L’uso che Guido Canella ha fatto del montaggio nelle sue architetture degli anni settanta nell’hinterland milanese è stato un tentativo di costruire delle centralità in luoghi dispersi e privi di qualità. La carica espressiva di alcune scuole o centri civici ha cercato di sopperire alla carenza d’identità avvalendosi di un repertorio formale desunto dal costruttivismo russo, riproponendo immagini figlie di un contesto assai diverso.

Cosa accade se lo stesso linguaggio viene trasportato – anni più tardi – in un luogo differente? Nel 1991 lo studio Canella Achilli realizza un edificio a uso misto a Milano, non lontano da Porta Romana.
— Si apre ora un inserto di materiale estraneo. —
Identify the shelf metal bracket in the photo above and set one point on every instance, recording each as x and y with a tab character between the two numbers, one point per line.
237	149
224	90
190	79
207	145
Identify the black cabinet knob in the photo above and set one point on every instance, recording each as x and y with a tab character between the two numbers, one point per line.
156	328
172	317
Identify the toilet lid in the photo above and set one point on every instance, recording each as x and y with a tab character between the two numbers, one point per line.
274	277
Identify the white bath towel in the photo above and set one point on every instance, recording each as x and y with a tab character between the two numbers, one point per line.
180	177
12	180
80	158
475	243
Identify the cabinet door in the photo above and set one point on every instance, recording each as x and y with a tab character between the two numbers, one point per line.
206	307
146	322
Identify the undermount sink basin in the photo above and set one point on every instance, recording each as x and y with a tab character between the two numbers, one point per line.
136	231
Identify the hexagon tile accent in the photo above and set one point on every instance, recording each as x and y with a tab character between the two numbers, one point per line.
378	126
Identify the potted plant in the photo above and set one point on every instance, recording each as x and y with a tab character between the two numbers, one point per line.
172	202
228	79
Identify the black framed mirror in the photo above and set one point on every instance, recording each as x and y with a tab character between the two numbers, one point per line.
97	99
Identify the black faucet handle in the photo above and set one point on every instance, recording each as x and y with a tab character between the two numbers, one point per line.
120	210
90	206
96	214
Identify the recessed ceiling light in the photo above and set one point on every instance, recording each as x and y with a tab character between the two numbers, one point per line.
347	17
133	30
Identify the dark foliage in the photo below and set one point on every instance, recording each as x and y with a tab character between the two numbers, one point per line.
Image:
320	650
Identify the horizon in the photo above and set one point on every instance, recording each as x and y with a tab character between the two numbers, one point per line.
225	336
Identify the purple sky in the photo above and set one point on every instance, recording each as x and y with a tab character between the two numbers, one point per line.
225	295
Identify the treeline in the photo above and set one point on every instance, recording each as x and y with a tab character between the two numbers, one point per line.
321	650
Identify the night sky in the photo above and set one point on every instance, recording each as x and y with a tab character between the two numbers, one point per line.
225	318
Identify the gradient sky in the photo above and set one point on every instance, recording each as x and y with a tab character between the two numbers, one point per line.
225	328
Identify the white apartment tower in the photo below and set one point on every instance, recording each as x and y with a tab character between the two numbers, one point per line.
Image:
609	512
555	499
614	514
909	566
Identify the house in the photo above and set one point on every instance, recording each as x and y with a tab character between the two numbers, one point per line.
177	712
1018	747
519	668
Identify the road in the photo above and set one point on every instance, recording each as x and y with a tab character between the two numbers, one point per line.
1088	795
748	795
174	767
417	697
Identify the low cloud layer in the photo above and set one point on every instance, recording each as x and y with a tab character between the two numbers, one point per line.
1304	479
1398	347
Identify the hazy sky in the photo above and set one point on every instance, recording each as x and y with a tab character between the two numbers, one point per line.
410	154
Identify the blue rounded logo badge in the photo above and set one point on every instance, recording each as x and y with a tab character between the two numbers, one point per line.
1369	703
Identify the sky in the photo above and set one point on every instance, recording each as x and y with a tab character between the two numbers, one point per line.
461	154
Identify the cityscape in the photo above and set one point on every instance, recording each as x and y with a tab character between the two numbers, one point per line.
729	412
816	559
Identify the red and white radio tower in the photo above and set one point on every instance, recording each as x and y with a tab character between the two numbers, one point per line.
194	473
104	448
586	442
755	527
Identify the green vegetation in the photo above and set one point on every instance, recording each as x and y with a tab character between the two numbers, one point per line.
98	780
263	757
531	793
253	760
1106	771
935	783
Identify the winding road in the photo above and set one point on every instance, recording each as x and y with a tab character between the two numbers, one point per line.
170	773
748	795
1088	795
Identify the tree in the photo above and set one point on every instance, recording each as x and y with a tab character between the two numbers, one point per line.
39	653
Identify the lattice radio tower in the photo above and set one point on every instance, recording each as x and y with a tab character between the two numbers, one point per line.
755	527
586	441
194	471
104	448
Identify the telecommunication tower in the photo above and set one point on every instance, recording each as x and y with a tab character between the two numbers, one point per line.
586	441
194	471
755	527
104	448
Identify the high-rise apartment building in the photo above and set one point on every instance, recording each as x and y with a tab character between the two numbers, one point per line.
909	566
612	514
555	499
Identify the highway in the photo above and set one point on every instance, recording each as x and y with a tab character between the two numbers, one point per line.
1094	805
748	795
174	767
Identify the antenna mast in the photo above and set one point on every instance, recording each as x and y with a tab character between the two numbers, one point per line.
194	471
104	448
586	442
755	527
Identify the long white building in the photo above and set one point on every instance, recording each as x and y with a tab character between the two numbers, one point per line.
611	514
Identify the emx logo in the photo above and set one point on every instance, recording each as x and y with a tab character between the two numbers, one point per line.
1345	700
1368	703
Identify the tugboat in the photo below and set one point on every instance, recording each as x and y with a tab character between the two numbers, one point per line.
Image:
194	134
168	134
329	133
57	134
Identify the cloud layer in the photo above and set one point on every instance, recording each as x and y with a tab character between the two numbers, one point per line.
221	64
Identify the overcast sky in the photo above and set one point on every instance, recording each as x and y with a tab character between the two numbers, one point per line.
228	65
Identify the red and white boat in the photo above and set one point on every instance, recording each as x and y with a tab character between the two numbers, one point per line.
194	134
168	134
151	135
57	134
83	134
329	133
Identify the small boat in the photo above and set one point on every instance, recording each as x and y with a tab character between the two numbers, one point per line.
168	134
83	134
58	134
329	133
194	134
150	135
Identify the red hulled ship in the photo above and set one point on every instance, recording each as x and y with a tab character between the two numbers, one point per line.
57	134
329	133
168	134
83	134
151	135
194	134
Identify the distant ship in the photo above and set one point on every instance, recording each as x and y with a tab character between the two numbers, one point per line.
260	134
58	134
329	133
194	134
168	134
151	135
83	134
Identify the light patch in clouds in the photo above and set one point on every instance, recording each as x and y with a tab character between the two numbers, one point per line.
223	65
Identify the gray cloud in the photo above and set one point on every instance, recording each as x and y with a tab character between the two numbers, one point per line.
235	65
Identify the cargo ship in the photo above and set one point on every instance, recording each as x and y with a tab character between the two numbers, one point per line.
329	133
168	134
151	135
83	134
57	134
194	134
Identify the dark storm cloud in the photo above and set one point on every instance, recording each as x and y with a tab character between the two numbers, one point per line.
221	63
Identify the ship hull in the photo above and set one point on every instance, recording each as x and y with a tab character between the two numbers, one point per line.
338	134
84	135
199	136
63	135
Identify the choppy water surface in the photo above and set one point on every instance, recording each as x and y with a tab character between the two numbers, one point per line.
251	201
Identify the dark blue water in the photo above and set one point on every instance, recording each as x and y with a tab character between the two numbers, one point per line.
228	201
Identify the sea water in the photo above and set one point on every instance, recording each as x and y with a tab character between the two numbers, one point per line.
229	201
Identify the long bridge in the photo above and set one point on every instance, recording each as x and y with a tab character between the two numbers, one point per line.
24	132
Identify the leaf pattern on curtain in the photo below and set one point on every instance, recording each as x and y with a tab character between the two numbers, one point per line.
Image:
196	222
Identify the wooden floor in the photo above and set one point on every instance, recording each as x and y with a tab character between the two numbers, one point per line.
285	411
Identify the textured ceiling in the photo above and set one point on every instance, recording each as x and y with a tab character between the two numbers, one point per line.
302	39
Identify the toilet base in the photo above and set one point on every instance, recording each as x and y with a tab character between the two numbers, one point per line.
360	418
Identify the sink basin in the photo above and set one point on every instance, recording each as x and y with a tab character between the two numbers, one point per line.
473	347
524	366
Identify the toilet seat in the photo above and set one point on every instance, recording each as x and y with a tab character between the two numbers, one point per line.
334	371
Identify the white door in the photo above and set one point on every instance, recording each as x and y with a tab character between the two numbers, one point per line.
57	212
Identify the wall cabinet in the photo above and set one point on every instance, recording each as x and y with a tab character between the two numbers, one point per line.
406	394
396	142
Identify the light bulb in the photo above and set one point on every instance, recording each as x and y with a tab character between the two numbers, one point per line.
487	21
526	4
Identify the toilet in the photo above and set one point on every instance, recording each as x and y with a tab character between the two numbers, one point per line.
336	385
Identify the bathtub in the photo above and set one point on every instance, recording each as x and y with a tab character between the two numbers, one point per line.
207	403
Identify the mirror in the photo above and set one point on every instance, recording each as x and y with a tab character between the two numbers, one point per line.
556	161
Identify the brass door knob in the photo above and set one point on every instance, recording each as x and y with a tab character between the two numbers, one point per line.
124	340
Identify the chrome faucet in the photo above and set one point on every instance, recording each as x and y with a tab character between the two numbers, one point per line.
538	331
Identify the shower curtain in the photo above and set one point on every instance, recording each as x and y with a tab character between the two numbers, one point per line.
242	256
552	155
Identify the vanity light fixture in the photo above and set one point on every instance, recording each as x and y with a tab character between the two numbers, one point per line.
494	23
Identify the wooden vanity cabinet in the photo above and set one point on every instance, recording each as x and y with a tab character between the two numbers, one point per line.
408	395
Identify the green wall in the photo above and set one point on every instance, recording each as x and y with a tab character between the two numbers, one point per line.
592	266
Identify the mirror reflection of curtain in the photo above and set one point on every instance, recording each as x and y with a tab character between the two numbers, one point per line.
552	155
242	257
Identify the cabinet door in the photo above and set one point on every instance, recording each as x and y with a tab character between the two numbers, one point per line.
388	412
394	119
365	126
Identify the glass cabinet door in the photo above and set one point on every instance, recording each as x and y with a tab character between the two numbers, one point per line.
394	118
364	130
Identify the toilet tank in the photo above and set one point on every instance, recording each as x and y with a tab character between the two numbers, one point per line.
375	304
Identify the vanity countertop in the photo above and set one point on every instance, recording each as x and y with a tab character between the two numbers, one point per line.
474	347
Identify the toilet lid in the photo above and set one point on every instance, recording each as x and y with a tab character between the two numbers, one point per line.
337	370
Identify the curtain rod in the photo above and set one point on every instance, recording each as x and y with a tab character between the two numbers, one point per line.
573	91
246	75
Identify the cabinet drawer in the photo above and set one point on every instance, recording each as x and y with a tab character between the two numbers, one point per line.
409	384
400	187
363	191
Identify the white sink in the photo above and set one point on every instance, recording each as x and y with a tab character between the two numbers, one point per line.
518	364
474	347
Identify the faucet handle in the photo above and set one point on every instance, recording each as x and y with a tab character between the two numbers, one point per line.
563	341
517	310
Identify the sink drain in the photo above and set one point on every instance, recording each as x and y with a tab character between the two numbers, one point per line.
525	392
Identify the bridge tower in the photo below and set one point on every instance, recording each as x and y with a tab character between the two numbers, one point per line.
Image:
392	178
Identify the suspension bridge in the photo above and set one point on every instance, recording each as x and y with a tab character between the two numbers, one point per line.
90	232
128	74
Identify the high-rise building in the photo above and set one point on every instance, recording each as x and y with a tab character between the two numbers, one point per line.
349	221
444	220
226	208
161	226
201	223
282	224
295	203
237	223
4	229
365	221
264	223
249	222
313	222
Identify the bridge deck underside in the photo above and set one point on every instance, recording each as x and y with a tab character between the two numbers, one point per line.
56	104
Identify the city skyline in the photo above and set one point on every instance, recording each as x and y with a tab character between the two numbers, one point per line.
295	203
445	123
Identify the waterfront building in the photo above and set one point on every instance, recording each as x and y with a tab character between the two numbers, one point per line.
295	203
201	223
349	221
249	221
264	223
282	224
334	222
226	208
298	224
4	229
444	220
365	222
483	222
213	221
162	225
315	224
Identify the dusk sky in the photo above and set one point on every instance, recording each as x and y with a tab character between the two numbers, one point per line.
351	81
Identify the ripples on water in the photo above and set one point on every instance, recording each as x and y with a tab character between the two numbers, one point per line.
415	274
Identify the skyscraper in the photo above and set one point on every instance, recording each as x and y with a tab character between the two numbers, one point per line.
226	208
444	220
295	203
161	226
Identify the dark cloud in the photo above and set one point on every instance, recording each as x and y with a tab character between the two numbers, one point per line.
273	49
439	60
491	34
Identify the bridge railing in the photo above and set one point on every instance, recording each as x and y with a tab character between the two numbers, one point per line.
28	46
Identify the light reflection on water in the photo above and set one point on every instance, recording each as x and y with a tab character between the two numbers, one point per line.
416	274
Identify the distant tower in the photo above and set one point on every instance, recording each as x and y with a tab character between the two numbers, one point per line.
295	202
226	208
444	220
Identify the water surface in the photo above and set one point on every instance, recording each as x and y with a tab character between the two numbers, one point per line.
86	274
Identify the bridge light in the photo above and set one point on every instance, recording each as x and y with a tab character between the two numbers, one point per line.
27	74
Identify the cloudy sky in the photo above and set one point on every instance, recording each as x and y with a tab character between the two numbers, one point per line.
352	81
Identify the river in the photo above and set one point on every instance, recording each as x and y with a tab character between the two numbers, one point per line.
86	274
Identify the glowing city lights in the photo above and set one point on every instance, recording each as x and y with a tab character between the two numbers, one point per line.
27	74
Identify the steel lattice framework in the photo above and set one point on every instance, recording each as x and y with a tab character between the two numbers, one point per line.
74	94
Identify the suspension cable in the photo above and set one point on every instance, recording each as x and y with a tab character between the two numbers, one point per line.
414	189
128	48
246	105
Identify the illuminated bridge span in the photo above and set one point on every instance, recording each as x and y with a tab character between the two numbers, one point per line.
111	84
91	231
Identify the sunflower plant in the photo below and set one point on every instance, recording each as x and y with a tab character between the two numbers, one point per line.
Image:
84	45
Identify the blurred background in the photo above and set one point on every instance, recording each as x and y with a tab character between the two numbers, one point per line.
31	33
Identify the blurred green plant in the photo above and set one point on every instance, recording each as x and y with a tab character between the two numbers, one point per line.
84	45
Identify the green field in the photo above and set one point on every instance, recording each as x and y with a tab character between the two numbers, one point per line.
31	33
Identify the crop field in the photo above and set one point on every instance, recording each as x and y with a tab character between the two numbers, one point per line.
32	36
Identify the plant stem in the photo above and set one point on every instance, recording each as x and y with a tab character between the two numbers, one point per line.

L’area, corrispondente all’ingresso in città dell’asse Ripamonti, viene risolta con un gesto forte e “monumentale”, in netto contrasto con il tessuto urbano circostante. Un’esplicita dichiarazione di guerra al contesto.

L’edificio è visibile nella sua presenza e pienezza all’angolo tra le vie Salasco e Ripamonti attraverso una facciata curvilinea formata da una sommatoria di balconate modanate che formano un corpo chiuso alla sommità da una grossa cupola. Miscela “espressionisticamente” omogenea ma “chimicamente” instabile di Erich Mendelsohn e Fritz Hoeger.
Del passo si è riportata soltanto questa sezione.